The bin-wise results of the the differential analysis have been saved
in the rowData
of the object:
## DataFrame with 6 rows and 11 columns
## gene_name type gene meanLogCPM
## <CharacterList> <factor> <factor> <numeric>
## ENSMUSG00000000552.1 Zfp385a UTR ENSMUSG00000000552 0.134936
## ENSMUSG00000000552.11 Zfp385a UTR/3UTR ENSMUSG00000000552 0.454942
## ENSMUSG00000000552.2 Zfp385a CDS ENSMUSG00000000552 0.136078
## ENSMUSG00000000552.3 Zfp385a CDS ENSMUSG00000000552 0.233634
## ENSMUSG00000000552.4 Zfp385a CDS ENSMUSG00000000552 0.206431
## ENSMUSG00000000552.5 Zfp385a CDS ENSMUSG00000000552 0.211493
## logWidth meanLogDensity geneAmbiguous logDensityRatio
## <numeric> <numeric> <logical> <numeric>
## ENSMUSG00000000552.1 3.43399 0.03746455 FALSE 2.070401
## ENSMUSG00000000552.11 7.00670 0.00142892 FALSE -1.214023
## ENSMUSG00000000552.2 2.39790 0.10854836 FALSE 3.170190
## ENSMUSG00000000552.3 4.92725 0.00918315 FALSE 0.650240
## ENSMUSG00000000552.4 4.71850 0.01102348 FALSE 0.833778
## ENSMUSG00000000552.5 5.09987 0.00755899 FALSE 0.454890
## coefficient bin.p.value bin.FDR
## <numeric> <numeric> <numeric>
## ENSMUSG00000000552.1 -0.3957715 0.371207 1
## ENSMUSG00000000552.11 -0.0974467 0.701927 1
## ENSMUSG00000000552.2 -0.4178833 0.344547 1
## ENSMUSG00000000552.3 0.0279535 0.932203 1
## ENSMUSG00000000552.4 0.2551920 0.468900 1
## ENSMUSG00000000552.5 0.2423841 0.487095 1
The gene-wise aggregation has been saved in the object’s metadata:
## DataFrame with 6 rows and 11 columns
## name nb.bins w.coef w.abs.coef w.sqWidth
## <character> <numeric> <numeric> <numeric> <integer>
## ENSMUSG00000038290 Smg6 44 1.116 1.559791 33
## ENSMUSG00000038268 Ovca2 3 1.432 1.432243 68
## ENSMUSG00000038894 Irs2 4 0.557 0.851392 57
## ENSMUSG00000033730 Egr3 12 0.344 0.842254 67
## ENSMUSG00000071076 Jund 6 0.657 1.166027 26
## ENSMUSG00000022174 Dad1 11 0.390 0.842301 64
## w.density sizeScore abs.sizeScore geneMeanDensity
## <numeric> <numeric> <numeric> <numeric>
## ENSMUSG00000038290 -6.174 0.043 0.049 0.011
## ENSMUSG00000038268 -11.421 0.946 0.946 0.005
## ENSMUSG00000038894 -7.889 0.194 0.283 0.021
## ENSMUSG00000033730 -8.224 0.163 0.188 0.011
## ENSMUSG00000071076 -6.169 0.113 0.230 0.017
## ENSMUSG00000022174 -6.169 0.142 0.158 0.050
## density.ratio q.value
## <numeric> <numeric>
## ENSMUSG00000038290 60.81827 4.73785e-39
## ENSMUSG00000038268 0.10500 9.54745e-07
## ENSMUSG00000038894 1.52049 9.93522e-07
## ENSMUSG00000033730 3.64790 2.98904e-06
## ENSMUSG00000071076 1.94223 4.50984e-06
## ENSMUSG00000022174 44.51854 5.69730e-06
The results are described in more detail below.

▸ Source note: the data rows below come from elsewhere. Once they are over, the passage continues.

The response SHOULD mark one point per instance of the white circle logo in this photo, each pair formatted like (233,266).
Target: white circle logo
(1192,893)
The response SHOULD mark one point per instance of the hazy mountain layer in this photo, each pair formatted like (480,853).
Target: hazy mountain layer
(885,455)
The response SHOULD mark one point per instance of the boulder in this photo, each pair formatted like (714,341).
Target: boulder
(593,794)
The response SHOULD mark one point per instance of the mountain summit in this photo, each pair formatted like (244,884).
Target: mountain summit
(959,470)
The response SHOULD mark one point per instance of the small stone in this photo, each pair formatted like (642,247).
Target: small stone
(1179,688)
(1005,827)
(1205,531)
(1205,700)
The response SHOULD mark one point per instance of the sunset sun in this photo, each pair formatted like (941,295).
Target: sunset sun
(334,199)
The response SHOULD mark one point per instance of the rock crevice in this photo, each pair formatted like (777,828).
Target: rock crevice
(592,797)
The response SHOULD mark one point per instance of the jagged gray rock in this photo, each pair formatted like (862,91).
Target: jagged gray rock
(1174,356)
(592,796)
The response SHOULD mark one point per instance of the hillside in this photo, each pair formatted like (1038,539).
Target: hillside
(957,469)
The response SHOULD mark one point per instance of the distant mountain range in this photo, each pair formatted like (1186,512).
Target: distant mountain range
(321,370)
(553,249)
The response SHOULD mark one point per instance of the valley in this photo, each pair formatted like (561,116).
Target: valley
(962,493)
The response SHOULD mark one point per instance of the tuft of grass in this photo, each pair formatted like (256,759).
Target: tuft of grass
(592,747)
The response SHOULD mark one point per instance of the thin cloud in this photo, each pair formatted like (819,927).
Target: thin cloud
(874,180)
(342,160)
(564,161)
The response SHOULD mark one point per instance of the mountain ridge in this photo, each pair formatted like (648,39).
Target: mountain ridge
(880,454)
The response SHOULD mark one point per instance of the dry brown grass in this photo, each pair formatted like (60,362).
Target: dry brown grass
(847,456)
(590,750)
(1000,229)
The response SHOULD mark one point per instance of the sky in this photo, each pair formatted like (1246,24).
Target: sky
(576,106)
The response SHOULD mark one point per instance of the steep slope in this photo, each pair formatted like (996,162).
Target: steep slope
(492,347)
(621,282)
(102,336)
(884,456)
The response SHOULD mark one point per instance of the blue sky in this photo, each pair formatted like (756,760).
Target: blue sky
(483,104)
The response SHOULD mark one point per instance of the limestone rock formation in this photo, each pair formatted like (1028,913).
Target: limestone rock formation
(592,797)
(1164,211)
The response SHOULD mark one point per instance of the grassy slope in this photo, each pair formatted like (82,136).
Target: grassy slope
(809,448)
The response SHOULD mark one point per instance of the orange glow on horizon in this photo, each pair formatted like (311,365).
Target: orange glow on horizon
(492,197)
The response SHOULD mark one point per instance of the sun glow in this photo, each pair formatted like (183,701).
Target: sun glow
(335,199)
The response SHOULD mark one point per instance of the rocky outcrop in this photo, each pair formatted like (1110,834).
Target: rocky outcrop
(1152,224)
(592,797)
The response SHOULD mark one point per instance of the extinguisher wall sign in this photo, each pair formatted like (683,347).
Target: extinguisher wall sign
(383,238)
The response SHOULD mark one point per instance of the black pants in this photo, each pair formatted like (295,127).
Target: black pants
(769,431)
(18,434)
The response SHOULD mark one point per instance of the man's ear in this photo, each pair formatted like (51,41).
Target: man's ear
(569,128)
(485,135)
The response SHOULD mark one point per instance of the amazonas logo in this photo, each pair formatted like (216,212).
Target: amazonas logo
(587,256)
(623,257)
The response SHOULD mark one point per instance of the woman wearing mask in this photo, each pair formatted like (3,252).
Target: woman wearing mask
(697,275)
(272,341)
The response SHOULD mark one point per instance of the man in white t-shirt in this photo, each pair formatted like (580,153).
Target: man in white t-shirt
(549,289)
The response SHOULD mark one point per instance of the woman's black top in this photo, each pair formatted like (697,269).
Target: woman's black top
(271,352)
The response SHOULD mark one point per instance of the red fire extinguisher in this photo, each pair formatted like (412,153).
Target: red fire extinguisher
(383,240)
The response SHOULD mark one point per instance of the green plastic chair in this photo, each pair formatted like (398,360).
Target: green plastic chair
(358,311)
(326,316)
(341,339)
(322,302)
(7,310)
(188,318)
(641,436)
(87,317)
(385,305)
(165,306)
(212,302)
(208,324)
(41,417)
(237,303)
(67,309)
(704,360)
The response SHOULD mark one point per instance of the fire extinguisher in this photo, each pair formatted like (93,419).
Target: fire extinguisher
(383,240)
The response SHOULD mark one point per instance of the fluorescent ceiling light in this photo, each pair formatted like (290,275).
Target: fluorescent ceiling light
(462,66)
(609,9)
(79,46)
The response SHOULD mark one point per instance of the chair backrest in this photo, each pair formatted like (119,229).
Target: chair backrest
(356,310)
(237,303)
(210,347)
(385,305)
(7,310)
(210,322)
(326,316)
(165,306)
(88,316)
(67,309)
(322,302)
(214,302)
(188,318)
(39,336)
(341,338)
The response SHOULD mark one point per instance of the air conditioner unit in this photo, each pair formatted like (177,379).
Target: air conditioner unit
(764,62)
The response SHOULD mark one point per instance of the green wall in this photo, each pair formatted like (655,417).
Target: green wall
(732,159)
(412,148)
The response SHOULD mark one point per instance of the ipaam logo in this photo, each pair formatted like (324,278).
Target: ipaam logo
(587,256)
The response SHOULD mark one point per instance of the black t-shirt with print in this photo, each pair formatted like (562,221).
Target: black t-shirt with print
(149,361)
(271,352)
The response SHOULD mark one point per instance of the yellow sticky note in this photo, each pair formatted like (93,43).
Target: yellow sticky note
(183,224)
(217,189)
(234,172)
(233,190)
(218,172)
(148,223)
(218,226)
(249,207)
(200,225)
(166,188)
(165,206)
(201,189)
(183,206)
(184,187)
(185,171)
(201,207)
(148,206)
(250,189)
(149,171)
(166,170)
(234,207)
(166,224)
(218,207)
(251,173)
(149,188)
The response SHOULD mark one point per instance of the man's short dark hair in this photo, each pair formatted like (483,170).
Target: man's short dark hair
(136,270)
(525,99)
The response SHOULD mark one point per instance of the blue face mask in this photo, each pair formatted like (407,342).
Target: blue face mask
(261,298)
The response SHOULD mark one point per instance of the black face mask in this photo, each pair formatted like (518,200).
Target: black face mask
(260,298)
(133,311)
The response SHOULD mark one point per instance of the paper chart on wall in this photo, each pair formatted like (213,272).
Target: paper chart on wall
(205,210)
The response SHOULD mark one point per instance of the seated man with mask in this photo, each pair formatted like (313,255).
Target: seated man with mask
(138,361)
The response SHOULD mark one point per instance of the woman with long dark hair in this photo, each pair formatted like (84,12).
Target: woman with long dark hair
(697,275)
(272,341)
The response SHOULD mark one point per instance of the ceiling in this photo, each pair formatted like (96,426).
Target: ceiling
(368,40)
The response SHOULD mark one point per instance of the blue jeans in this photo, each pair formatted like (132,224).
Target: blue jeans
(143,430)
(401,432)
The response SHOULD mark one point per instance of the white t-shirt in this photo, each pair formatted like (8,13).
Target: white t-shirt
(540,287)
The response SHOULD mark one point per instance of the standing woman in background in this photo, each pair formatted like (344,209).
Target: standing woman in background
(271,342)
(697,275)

The preparation of the bins is done as in the standard DEU case,
except that an additional argument should be given providing the
alternative poly-adenylation (APA) sites. These will be used to break
and extend UTRs into further bins. APA sites can be provided as a GenomicRanges
object or the path to a bed
file containing the
coordinates. For mouse, human and C. elegans, an atlas of poly-A sites
can be downloaded from https://polyasite.unibas.ch/atlas (). You can download
the mouse file:
download.file("https://polyasite.unibas.ch/download/atlas/2.0/GRCm38.96/atlas.clusters.2.0.GRCm38.96.bed.gz",
destfile="apa.mm38.bed.gz")
bins <- prepareBins(g, "apa.mm38.bed.gz")
# (Again, if you know that your data will be stranded, use `stranded=TRUE`)

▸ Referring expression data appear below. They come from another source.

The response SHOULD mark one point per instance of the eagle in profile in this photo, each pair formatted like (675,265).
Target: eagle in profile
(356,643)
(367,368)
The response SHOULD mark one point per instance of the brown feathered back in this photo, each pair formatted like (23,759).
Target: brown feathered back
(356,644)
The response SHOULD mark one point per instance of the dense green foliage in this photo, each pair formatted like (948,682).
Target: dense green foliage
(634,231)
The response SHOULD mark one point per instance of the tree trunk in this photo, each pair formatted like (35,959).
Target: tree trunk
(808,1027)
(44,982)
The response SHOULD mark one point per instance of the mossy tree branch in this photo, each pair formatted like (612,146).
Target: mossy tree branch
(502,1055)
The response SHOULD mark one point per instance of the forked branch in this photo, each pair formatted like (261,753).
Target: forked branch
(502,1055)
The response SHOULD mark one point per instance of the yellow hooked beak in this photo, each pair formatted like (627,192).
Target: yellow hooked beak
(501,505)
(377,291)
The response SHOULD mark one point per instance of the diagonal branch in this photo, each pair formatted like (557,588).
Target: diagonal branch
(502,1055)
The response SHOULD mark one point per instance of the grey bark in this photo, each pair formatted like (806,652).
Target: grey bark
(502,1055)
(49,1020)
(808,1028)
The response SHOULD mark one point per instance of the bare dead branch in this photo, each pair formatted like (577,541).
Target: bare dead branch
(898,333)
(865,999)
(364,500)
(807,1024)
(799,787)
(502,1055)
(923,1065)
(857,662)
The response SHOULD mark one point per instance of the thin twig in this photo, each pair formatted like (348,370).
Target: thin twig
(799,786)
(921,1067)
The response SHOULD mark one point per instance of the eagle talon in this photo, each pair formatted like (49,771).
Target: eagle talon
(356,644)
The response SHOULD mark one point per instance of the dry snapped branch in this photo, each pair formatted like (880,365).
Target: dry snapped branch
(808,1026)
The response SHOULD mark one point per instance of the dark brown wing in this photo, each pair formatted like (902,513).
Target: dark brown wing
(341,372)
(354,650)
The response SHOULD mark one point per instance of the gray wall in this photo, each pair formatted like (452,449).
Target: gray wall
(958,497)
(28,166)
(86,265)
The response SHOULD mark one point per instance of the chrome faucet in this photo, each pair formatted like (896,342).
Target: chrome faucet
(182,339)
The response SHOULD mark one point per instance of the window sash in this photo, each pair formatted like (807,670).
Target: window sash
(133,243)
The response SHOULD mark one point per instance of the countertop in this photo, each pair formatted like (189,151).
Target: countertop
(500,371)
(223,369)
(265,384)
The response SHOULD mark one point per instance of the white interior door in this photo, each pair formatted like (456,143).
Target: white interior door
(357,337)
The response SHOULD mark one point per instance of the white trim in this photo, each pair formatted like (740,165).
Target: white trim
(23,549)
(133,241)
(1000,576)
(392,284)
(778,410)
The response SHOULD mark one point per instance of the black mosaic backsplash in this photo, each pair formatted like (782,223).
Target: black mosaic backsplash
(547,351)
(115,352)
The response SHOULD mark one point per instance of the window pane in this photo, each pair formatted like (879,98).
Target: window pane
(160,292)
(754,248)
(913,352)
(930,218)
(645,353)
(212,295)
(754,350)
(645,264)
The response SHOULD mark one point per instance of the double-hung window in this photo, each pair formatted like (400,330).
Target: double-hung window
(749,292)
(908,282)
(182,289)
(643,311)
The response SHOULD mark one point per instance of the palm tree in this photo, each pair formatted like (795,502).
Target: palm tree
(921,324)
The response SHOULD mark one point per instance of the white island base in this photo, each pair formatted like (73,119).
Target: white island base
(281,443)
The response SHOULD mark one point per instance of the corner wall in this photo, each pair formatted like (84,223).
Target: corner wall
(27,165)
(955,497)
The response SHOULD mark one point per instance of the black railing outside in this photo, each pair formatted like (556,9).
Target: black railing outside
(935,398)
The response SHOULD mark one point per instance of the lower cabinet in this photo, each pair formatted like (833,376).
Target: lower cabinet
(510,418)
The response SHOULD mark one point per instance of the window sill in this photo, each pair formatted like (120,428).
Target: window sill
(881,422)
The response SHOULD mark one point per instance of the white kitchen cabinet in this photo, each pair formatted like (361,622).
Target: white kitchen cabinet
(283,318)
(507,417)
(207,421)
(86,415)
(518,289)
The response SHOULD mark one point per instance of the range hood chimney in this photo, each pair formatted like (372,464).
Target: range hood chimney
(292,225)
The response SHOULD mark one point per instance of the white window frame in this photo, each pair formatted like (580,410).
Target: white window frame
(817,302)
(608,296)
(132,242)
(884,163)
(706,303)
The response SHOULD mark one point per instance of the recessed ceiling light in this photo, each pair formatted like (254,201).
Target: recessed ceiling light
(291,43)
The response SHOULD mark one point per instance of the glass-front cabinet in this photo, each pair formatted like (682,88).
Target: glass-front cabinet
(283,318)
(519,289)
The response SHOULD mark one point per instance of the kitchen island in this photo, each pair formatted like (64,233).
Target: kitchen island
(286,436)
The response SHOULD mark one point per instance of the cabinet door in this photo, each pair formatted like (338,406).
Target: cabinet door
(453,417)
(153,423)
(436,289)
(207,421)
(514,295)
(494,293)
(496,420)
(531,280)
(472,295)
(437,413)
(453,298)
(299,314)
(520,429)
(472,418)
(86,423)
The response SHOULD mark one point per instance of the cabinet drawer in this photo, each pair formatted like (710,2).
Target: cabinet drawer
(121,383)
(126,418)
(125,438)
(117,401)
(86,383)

Unfortunately, the polyASite database does not contain APA sites for the rat. A somewhat older similar database, PolyA_DB, does include the rat, however with an obsolete annotation; for convenience we lifted it over to Rno6, and made it available in the package data:
If there is no APA sites database that includes your species of interest, you can still perform differential UTR analysis, however you will be limited to bins defined by the UTRs ends included in the gene annotation.
Note that if the gene annotation and the APA sites use different
chromosome notation styles, you can enforce a given notation using the
chrStyle
argument of prepareBins
. Beware
however that there is no internal check that the genome builds match –
be sure that they do!
For the purpose of this example, we’ll just use the same
bins
as in the first example.
Counting reads in bins works as in the standard DEU case:
bamfiles <- c("path/to/sample1.bam", "path/to/sample2.bam", ...)
se <- countFeatures(bamfiles, bins, strandSpecific=2, nthreads=6, isPairedEnd=TRUE)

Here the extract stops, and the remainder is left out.